Discovery Experts and Masters
To resolve discovery disputes, there is often a need to obtain an expert's opinion.
The expert will be required to prepare a report, and later may be deposed or asked to testify at the time of trial. Since experts charge on an hourly basis, most consider it prudent to lock-in their testimony at a deposition, have it recorded on a transcript, rather than having the expert testify at the time of trial.
Real Estate Values
The most common disagreement relating to valuation is the marital home or other real estate interests. Often one spouse is living in the home and the other feels he or she is entitled to be compensated for no longer having use or an interest in said property. Valuations are generally obtained from a licensed real estate appraiser. If both parties get their own appraisals, courts often take an average of the two.
If one party has the ability to buy the other out of their share of the real estate, the court may credit any principal payments made by either spouse during the separation. If the parties both want to take the home, a judge would likely order it be put on the market for sale. If young children are living at the home, their best interests are considered first notwithstanding the financial aspects of the asset division associated with the home.
It is often difficult to accurately estimate a fair market value of a business.
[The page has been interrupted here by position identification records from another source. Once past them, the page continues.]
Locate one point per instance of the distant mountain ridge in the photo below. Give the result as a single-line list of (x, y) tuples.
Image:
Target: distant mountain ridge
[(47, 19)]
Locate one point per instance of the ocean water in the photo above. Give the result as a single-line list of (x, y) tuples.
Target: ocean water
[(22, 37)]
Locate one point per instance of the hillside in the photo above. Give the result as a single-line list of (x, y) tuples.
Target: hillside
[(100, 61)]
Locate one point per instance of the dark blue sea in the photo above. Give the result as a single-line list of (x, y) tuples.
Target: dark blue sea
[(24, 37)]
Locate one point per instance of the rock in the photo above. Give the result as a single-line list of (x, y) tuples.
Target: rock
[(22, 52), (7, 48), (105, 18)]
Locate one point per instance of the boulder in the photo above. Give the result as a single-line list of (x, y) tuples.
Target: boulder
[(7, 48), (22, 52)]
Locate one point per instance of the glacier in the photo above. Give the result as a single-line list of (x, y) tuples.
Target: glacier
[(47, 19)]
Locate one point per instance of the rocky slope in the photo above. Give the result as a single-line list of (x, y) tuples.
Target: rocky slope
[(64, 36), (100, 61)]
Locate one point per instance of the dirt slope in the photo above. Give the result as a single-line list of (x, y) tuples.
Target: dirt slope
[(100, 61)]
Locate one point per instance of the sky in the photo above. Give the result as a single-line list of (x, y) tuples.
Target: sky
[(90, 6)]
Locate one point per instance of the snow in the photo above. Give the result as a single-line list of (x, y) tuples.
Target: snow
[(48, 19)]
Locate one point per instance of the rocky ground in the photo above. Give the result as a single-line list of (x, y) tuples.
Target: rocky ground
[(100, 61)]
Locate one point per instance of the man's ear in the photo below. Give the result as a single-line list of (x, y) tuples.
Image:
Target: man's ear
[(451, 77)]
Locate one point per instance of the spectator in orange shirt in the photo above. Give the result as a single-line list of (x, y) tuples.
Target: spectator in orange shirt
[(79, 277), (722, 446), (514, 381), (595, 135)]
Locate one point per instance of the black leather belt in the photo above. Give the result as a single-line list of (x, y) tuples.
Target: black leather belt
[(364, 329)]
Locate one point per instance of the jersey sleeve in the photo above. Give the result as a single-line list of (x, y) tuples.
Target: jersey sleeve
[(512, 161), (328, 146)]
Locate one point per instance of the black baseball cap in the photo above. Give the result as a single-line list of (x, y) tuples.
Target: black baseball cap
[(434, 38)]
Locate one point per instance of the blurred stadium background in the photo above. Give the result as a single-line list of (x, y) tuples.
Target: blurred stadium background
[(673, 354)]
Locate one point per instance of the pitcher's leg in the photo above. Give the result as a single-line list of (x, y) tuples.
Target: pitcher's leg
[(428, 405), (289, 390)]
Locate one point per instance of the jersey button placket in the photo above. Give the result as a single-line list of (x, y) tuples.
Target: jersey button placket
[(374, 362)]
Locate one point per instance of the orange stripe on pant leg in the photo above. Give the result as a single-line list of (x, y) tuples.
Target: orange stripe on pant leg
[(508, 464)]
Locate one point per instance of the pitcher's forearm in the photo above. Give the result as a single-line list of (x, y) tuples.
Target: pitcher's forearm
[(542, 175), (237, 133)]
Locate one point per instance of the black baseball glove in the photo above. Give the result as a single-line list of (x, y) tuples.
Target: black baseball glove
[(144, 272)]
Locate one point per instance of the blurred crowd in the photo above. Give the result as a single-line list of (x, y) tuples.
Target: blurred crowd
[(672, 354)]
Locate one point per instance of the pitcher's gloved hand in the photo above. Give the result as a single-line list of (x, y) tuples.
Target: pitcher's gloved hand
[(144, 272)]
Notwithstanding recent case law relating to which formulas are to be applied, issues such as forensic audits and an inspection of the company's books is often required.
Additionally, in closely-held corporations, goodwill and tangible assets are values that ought to be considered. Finally, there are many businesses that are considered to be either a valued asset, or an ongoing income stream. There are different formulas to consider, and our attorneys can explain the differences to you.
If one spouse seeks spousal support from the other, or a support obligor claims not to be able to pay the level sought by his or her spouse, employment experts are often needed to either prove or disprove the claim. The vocational experts we work with assess a party's education, work experience, ability, age, the job market, and other relevant factors before rendering an opinion or recommendations.
Associated with a party's ability – or inability – to work, one may claim certain medical conditions or disabilities are present. Here, a medical provider who has treated the person, or impartial medical experts may offer an opinion based on medical records.
WARNING — Some Experts are Just Hired Guns!
There is a network of experts who, for a fee, testify to virtually any set of facts. Courts are often times aware of such individuals, and if you are retaining one on your side, you are wasting your money. Ultimately, judges make their own opinion and if the (expert) witness's credibility is so poor and nothing short of a waste of the court's time, you'll frustrate the judge and affect the credibility and strength of your case.
Our Massachusetts Discovery Brain Trust
When it comes to discovery, each of our attorneys draw upon the resources of our state-wide brain trust made up of attorneys and experts who share information and knowledge across the Commonwealth for the benefit of our clients. Whether it is a financial- or child-related matter that requires discovery, we know how to get to the bottom of the matter and how specific courts and judges view specific scenarios.